The boy’s eyes shifted and dropped. “They—they were hazing me,” he muttered.

“Hazing you! Oh, surely not! Hazing isn’t indulged in here. Mister—er—what did you say the name was? Rabbit?”

“My name’s Cotton. I don’t care what you call it, but they were trying to make me hold my head in a basin of water.”

“In a basin of water? What an odd thing to do! Why, Mr. Cotton?”

“They said”—Cotton gulped angrily—“they said they wanted to see if I was absorbent.”

“Absorbent? Oh, I see; absorbent cotton.” Gerald laughed and even Kendall had to smile a little. “Well, were you?”

“I got away from them,” he growled.

“Oh, well, that wouldn’t have hurt you any, you know. In fact”—and Gerald smiled slightly—“in fact a little water might be beneficial, Cotton.”

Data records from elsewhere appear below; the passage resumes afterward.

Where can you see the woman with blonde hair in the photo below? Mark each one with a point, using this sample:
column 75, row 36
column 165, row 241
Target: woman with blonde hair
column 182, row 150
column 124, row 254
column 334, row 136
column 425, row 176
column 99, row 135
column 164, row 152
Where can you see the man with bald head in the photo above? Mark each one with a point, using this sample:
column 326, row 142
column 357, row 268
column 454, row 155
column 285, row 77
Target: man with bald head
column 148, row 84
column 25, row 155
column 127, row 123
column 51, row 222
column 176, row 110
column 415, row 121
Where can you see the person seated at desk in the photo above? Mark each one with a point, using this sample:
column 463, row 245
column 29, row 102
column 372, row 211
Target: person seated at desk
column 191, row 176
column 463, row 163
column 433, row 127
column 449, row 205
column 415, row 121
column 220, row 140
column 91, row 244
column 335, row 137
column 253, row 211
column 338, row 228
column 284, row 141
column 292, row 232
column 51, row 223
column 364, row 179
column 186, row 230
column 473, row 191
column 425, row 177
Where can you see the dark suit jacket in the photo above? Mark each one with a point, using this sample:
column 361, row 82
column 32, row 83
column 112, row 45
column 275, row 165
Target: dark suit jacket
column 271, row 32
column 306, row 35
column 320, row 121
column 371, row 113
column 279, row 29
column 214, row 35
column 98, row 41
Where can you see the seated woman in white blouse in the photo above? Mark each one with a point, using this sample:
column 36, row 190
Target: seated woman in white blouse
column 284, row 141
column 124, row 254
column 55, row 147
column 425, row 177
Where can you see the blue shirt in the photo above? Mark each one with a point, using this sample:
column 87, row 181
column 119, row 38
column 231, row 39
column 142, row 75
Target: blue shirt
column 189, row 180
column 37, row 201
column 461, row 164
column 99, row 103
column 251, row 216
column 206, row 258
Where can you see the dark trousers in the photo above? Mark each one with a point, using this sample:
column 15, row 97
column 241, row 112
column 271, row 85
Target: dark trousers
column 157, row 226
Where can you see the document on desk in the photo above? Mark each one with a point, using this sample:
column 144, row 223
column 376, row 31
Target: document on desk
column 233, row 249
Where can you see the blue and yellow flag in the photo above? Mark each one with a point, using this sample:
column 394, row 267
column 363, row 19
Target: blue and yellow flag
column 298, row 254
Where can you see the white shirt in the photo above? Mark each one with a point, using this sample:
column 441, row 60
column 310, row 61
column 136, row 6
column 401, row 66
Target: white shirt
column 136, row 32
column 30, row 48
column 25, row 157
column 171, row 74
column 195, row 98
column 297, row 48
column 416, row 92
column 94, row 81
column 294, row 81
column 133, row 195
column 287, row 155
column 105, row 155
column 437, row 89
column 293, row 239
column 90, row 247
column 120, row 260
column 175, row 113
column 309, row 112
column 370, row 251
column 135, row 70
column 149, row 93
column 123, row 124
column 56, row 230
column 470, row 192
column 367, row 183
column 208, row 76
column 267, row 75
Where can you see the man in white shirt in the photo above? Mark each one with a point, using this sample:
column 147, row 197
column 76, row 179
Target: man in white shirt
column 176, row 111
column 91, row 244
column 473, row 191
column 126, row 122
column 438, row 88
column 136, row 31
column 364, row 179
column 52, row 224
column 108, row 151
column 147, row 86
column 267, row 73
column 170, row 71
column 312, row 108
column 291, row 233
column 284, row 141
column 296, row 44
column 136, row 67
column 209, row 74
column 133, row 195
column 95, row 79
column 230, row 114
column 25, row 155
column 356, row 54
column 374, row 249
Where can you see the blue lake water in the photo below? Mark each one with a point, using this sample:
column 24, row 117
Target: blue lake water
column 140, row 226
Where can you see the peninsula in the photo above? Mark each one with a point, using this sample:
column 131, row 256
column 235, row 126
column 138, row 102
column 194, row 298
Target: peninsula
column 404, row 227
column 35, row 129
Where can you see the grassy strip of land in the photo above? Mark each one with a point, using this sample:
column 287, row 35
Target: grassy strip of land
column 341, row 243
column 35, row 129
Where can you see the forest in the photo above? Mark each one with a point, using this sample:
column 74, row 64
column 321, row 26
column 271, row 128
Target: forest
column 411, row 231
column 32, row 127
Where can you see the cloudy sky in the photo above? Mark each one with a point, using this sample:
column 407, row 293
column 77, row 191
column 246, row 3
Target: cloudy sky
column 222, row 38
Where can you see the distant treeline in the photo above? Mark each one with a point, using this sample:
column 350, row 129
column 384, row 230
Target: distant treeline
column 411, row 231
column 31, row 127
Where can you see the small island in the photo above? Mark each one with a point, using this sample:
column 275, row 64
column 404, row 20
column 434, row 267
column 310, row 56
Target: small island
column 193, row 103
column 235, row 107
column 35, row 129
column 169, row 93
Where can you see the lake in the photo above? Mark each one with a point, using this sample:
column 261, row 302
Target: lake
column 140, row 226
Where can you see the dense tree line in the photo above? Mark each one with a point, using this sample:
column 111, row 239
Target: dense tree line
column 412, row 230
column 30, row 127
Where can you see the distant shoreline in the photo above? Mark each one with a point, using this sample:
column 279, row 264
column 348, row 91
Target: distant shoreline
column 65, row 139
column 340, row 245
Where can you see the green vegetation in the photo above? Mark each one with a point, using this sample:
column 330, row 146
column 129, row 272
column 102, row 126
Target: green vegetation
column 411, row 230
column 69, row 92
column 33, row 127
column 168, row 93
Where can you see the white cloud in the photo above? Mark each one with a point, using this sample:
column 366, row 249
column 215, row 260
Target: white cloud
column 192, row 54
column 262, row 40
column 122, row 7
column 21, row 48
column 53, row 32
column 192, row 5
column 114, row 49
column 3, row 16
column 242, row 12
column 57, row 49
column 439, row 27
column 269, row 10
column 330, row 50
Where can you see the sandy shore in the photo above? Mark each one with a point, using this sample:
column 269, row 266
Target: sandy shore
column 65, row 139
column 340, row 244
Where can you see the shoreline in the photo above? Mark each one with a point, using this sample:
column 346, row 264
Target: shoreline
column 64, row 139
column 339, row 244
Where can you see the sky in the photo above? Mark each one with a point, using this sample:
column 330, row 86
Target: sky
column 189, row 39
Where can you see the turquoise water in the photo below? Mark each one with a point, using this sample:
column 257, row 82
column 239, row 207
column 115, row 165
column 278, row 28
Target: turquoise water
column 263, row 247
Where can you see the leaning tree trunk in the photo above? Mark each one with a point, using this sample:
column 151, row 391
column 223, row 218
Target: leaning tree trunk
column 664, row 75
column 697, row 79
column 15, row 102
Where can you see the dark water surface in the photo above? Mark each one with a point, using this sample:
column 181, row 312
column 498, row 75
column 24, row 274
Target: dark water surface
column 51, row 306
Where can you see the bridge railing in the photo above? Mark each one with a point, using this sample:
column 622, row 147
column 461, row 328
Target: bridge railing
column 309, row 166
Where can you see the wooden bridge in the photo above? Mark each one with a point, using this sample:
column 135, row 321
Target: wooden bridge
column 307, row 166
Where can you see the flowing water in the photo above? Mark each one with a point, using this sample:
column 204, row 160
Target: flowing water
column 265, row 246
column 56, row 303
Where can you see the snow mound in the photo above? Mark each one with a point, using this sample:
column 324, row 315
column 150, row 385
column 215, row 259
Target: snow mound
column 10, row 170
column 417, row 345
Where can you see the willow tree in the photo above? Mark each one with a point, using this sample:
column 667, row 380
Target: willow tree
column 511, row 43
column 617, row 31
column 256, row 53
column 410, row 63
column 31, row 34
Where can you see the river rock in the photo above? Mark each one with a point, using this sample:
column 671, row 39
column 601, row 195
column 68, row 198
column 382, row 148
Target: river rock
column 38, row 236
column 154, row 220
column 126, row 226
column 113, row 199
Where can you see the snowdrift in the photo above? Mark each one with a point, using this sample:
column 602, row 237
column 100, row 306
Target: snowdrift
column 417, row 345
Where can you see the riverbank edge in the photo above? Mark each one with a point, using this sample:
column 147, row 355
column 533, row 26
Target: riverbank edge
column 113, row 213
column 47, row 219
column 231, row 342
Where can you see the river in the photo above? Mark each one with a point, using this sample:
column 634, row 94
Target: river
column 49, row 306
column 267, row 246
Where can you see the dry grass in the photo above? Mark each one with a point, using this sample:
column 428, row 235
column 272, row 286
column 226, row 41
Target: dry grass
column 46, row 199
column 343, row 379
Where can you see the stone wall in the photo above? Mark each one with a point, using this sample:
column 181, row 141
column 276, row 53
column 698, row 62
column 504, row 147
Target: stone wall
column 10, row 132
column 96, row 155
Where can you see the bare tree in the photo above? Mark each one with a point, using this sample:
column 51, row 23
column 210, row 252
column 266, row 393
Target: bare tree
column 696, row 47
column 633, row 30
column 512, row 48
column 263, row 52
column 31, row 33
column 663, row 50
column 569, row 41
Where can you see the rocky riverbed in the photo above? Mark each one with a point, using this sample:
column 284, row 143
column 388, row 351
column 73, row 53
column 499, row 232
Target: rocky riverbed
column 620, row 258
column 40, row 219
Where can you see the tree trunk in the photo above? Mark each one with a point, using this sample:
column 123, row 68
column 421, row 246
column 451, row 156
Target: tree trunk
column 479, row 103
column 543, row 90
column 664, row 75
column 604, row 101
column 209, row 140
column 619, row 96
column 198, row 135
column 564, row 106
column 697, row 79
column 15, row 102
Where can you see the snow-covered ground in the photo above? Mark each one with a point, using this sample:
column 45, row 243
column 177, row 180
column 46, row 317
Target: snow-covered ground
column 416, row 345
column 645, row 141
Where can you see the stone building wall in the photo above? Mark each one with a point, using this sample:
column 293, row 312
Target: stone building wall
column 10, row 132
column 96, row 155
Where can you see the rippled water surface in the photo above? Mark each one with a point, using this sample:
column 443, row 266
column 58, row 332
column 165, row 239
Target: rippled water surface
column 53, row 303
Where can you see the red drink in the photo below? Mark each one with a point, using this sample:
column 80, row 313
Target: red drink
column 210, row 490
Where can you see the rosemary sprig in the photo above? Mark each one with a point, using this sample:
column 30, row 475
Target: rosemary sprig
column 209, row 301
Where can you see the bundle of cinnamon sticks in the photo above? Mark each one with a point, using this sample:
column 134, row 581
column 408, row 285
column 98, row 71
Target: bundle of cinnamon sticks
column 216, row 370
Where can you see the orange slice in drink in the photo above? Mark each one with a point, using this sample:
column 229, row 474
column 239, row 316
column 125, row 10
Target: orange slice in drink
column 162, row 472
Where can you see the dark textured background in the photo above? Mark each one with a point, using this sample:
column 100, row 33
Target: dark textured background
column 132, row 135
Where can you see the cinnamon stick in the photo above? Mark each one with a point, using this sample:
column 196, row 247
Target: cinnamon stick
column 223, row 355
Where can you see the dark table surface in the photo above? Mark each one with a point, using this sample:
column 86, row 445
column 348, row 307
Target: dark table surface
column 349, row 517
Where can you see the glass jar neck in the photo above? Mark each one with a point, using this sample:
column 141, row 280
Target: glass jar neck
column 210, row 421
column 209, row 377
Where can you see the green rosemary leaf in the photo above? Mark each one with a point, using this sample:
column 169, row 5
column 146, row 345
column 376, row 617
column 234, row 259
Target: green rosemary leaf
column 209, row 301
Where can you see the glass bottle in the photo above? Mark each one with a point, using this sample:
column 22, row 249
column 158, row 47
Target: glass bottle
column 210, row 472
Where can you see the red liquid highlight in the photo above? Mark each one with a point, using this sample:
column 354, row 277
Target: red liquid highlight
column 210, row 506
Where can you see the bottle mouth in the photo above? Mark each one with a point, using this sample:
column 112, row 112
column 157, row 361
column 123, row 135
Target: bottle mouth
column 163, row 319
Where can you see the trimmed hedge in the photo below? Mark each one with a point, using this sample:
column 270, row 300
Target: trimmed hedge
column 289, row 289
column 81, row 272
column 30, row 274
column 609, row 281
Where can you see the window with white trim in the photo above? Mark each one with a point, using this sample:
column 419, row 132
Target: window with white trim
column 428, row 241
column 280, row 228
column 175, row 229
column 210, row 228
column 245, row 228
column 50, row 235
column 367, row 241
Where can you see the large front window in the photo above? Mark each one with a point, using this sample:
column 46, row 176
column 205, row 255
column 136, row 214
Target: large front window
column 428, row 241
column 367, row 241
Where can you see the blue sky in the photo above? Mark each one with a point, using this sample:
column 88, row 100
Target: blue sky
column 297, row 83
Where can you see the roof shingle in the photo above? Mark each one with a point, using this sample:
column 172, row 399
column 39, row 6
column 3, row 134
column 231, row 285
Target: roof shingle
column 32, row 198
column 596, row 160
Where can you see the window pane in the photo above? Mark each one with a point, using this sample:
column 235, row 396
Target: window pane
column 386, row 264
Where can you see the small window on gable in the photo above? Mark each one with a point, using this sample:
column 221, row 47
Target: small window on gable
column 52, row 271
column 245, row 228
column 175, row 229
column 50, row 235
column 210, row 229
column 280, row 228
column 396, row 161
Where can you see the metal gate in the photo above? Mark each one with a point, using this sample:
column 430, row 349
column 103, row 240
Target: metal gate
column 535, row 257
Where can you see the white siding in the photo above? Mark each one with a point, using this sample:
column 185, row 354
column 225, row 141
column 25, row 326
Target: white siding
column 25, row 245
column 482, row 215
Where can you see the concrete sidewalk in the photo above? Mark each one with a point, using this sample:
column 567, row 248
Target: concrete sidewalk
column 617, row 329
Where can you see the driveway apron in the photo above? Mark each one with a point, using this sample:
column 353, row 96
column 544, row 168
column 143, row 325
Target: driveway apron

Cotton scowled. “Well, they needn’t think they can do that sort of thing to me. I’m too old a bird. I’ve been to school before. And if they try any more of their funny stunts, someone will get hurt!”

“I don’t like your attitude,” said Gerald coldly. “A little fun doesn’t hurt anyone, and as you’re a newcomer, Cotton, you must expect a certain amount of ragging. I think you’ll find the coast clear now.”

“Besides,” went on Cotton aggrievedly, disdaining the hint, “they wanted to put ink in the water.”

“You should have reminded them that you were not blotting-paper; merely absorbent cotton,” replied Gerald with a smile.

There was a knock on the door and Gerald looked inquiringly at Kendall. Cotton slipped to the floor, prepared to again seek the refuge of the bed.

“Who is there?” asked Kendall.

“Wellington. May I come in a moment?”

“It’s all right, I guess,” said Gerald. “It’s The Duke.” He arose and unlocked the door and the newcomer slipped in. He had a round, merry face above which a tousled head of red-brown hair glinted in the light like copper. He was about Gerald’s age, but heavier, rounder, softer. He grinned at Gerald as he closed the door softly behind him, and then observed the other two boys.

“Trouble’s over, Cotton,” he announced. “The enemy is dispersed. Keep quiet and you can make it all right. Lock the door if you want to. Better start along, though, before they get together again.”

Cotton moved doubtfully toward the door. “They’d better not touch me,” he threatened, “or——”

“Son,” said The Duke sternly, “you take my advice and don’t make any foolish remarks. I don’t care much whether they drown you in a basin. Rather wish they would. Beat it, Cotton!”

And Cotton “beat it,” only pausing long enough to cast a scowl at The Duke.

The latter watched him go and, when the door was closed behind him, turned with a comical look of despair to Gerald.

“Say, honest, Gerald, what would you do if you had a thing like that wished on you?”

“You don’t mean he’s rooming with you?” exclaimed Gerald.